Originally Posted by MrJava
Just list of the things that change when you do SMT within the INT core:
- decode shared by two threads
- integer RF shared by two threads
- scheduler shared by two threads
- data cache shared by two threads
- thread retire shared by two threads
Its a nightmare.
The simplest solution to not having enough cores ... (drum roll) .... is to add more cores (by adding more modules).
To understand the magnitude of the problem of a shared decoder, consider microcoded instructions. Division (which is microcoded) can take up to 72 cycles. When the decoder is issuing micro-ops for a micro-coded instruction to one thread, it cannot decode instructions for the other thread until the microcode program has finished.
This means if one thread is doing a particularly bad divide, the other core is starving for up to 72 cycles (a very long time). Dedicated decode per thread makes the problem go away. Oh and btw, if you don't think this issue affects Hyperthreading, think again.
I'm thinking in the future, intel may introduce dedicated decode for each thread for Hyperthreading in future cores.
Adding more full cores is not an option-they take die space,making the chip power hungry and more expensive to fab/sell. As it stands right now, AMD has no answer to mobile i7 which is possibly their biggest retail problem (far bigger than any FX shortcomming) as it locks them out of the upper half of laptop market. Still, they don't seem to be really pulling an intel-style SMT here-there seems to be far more "hardware" involved. With SR they supposedly remove the most apparent bottlenecks (and they add their own version of μοp cache which should work wonders in that department) thus making their module design behave mostly as a standard pair of cores while taking less die space. Now that they established this, it makes sense to go back and see what they can double up again in order to boost their multithreading performance, this time investing less in die space while making it easier for windows to understand how to deal with the extra threads (I hope).

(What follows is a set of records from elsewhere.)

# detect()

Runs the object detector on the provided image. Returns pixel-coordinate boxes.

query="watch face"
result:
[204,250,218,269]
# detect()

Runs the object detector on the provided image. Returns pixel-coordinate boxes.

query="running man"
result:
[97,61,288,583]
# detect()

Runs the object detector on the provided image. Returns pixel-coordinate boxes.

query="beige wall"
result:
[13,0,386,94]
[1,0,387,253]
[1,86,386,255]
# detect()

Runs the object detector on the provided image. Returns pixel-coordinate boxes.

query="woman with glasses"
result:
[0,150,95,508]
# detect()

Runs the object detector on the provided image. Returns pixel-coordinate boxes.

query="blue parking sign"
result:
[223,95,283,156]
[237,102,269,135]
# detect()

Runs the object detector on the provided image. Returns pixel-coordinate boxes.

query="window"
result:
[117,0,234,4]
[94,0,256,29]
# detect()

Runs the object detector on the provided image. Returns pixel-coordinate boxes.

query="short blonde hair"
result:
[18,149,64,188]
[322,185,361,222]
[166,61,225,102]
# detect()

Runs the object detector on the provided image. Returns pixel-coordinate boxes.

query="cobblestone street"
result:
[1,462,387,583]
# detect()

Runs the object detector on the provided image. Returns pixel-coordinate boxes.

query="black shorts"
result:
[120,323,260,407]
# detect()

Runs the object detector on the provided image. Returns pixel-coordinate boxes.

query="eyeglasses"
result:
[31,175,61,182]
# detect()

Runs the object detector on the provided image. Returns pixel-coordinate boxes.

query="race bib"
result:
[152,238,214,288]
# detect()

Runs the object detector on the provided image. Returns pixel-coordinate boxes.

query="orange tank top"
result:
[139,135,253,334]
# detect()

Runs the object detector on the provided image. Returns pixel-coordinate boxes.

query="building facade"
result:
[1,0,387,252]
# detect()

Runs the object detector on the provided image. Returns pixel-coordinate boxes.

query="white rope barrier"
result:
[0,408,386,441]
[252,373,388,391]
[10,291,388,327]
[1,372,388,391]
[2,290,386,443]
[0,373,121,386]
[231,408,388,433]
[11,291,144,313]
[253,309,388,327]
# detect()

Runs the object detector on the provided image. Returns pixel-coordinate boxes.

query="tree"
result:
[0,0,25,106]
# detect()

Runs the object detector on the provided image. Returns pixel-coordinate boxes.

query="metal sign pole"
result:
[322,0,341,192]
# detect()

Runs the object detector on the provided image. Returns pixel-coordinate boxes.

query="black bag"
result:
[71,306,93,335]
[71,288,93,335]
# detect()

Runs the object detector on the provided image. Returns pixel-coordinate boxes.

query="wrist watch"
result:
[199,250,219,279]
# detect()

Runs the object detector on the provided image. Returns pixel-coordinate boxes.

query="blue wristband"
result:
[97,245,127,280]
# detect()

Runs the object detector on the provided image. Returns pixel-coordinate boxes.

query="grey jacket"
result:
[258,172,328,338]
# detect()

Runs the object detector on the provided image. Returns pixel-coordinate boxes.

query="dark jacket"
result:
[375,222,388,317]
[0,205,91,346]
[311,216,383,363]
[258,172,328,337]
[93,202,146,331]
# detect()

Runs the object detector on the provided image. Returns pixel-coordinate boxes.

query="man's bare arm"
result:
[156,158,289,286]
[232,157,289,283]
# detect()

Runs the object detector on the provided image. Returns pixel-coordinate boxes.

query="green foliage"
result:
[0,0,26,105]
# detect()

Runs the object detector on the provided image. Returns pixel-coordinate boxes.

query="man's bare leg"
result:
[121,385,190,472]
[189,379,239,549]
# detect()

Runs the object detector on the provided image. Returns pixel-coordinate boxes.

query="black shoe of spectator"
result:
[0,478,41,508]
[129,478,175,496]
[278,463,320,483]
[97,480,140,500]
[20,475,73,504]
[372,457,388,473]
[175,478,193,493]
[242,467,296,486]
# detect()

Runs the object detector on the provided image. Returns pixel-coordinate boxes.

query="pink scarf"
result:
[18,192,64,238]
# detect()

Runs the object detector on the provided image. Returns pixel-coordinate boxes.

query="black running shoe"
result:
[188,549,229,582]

Everything points to that leaked die shot being real , here is another hint:
Full 256, not unified 128bit units.
I am not saying this is the right way of doing things, just that it makes sense. It is a big bet though, but if they deliver a decent design, they will have an APU that is a bit behind intel at ST but on par (if not better) at MT, and this time while using similar die space.
Originally Posted by NaroonGTX
Vishera already got refreshed twice... First with the FX-4350 and 6350, then FX-9000 series. All they could do now is Vishera with RCM (descended from Warsaw) but that would probably be people getting 5ghz clocks easier, which isn't a massive perf boost or big incentive for people who already have Vishera chips.
Vishera hasn't seen any refresh at all- just more SKUs. All FX piledrivers are the same stepping.